Researchers found the most effective way to stop misinformation online and it’s pretty simple
The rise of misinformation on social media has been a monumental stress test for the world’s critical thinking skills. Misinformation has had a huge influence on elections, public health and the treatment of immigrants and refugees across the world.
Social media platforms have tried to combat false claims over the past few years by employing fact-checkers, but they haven’t been terribly effective because those who are most susceptible to misinformation don’t trust fact-checkers.
“The word fact-checking itself has become politicized,” Cambridge University professor Jon Roozenbeek said, according to the Associated Press. Further, studies show that when people have incorrect beliefs challenged by facts, it makes them cling to their false assumptions even harder.
These platforms have also attempted to remove posts containing misinformation that violates their terms of service, but this form of content moderation is often seen as insufficient and is often applied inconsistently.
How do we combat dangerous misinformation online if removing false claims or debunking them hasn’t been effective enough? A new study published in the journal Science Advances by a team of university researchers and Jigsaw, a division of Google, has found a relatively simple solution to the problem they call “pre-bunking.”
Pre-bunking is an easy way of inoculating people against misinformation by teaching them some basic critical thinking skills. The strategy is based on inoculation theory, a communication theory that suggests one can build resistance to persuasion by exposing people to arguments against their beliefs beforehand.
The researchers learned that pre-bunking was effective after conducting a study on nearly 30,000 participants on YouTube.
“Across seven high-powered preregistered studies including a field experiment on YouTube, with a total of nearly 30,000 participants, we find that watching short inoculation videos improves people’s ability to identify manipulation techniques commonly used in online misinformation, both in a laboratory setting and in a real-world environment where exposure to misinformation is common,” the recently published findings note.
The researchers uploaded videos into YouTube ad slots that discussed different types of manipulative communication used to spread false information such as ad hominem attacks, false dichotomies, scapegoating and incoherence.
Here’s an example of a video about false dichotomies.
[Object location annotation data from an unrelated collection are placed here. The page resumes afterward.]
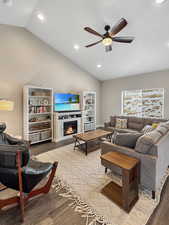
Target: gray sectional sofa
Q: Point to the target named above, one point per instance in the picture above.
(152, 149)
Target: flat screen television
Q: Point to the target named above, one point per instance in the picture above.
(66, 102)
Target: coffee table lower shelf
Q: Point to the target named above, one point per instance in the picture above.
(114, 192)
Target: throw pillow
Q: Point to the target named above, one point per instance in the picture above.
(155, 125)
(121, 123)
(124, 123)
(118, 123)
(147, 129)
(127, 139)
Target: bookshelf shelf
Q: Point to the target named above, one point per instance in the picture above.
(89, 110)
(38, 114)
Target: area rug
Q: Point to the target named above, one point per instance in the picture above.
(84, 176)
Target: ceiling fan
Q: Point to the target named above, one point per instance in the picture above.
(109, 37)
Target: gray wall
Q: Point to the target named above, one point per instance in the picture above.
(111, 91)
(24, 59)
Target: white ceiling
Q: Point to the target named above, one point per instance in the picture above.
(63, 28)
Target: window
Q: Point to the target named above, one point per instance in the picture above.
(143, 103)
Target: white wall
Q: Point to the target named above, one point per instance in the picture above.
(24, 59)
(111, 91)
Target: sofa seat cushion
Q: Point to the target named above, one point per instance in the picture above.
(162, 130)
(135, 126)
(127, 139)
(146, 144)
(121, 130)
(113, 121)
(147, 129)
(125, 130)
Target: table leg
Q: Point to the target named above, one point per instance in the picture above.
(86, 145)
(75, 141)
(125, 189)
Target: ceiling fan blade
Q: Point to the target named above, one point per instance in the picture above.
(88, 29)
(87, 46)
(118, 26)
(123, 39)
(108, 48)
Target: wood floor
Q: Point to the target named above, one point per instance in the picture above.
(50, 209)
(53, 209)
(160, 215)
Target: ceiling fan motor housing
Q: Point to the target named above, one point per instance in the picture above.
(107, 27)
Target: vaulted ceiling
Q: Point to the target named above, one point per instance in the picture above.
(61, 25)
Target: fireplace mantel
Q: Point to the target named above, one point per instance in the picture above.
(61, 120)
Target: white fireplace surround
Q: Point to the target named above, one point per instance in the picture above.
(60, 119)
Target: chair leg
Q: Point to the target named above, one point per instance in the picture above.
(21, 197)
(46, 188)
(153, 194)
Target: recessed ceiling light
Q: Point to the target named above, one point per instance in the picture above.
(41, 17)
(76, 47)
(160, 1)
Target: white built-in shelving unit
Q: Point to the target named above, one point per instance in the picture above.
(37, 114)
(89, 110)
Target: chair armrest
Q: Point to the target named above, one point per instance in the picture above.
(15, 141)
(110, 147)
(107, 124)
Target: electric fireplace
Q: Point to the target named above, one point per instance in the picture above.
(70, 127)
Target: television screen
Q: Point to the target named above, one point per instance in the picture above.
(66, 102)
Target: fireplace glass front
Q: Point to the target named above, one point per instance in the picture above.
(70, 127)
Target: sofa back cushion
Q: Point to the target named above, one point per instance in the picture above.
(113, 121)
(162, 130)
(135, 123)
(126, 139)
(121, 123)
(165, 124)
(150, 121)
(146, 144)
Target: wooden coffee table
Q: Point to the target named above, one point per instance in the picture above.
(90, 136)
(126, 195)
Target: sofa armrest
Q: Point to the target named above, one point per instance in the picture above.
(110, 147)
(107, 124)
(148, 163)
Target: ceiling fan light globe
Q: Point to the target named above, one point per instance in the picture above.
(107, 41)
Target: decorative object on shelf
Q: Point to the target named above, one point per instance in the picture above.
(89, 110)
(6, 105)
(38, 114)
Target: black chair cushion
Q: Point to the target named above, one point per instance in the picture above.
(31, 175)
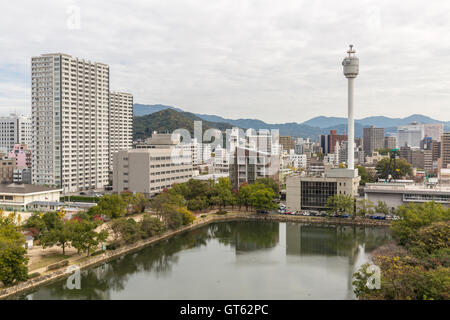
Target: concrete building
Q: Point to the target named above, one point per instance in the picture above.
(373, 139)
(7, 167)
(19, 196)
(70, 112)
(248, 165)
(303, 192)
(150, 170)
(390, 142)
(445, 150)
(15, 129)
(120, 122)
(397, 194)
(287, 142)
(71, 122)
(410, 134)
(433, 130)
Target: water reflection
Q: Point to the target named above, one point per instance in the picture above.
(259, 260)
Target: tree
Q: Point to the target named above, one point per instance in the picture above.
(112, 206)
(382, 207)
(340, 203)
(365, 207)
(85, 237)
(223, 188)
(127, 230)
(402, 168)
(243, 196)
(414, 216)
(61, 236)
(261, 197)
(365, 176)
(151, 226)
(13, 259)
(270, 183)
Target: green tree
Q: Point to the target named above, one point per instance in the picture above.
(382, 207)
(414, 216)
(340, 203)
(365, 207)
(270, 183)
(126, 230)
(261, 197)
(61, 237)
(151, 226)
(85, 237)
(365, 176)
(13, 258)
(402, 168)
(224, 193)
(112, 206)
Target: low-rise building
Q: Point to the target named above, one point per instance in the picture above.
(397, 194)
(19, 196)
(306, 192)
(150, 171)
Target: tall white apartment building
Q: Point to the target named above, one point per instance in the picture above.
(70, 114)
(14, 129)
(120, 122)
(433, 130)
(410, 134)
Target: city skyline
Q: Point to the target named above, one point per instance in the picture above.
(280, 58)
Researchers found that after people watched the short videos, they were significantly better at distinguishing false information than they were before. The study was so successful that Jigsaw is looking to create a video about scapegoating and running it in Poland, the Czech Republic and Slovakia. These countries are all combating a significant amount of false information about Ukrainian refugees.
There’s an old saying, “If you give a man a fish, he’ll eat for a day. Teach that man to fish and he’ll eat forever.” Pre-bunking does something very similar. We can either play a game of whack-a-mole where social media platforms have to suss out misinformation on a minute-by-minute basis or we can improve the general public’s ability to distinguish misinformation and avoid it themselves.
Further, teaching people to make their own correct decisions about misinformation will be a lot more effective than pulling down content and employing fact-checks. These tactics only drive vulnerable, incredulous people toward misinformation.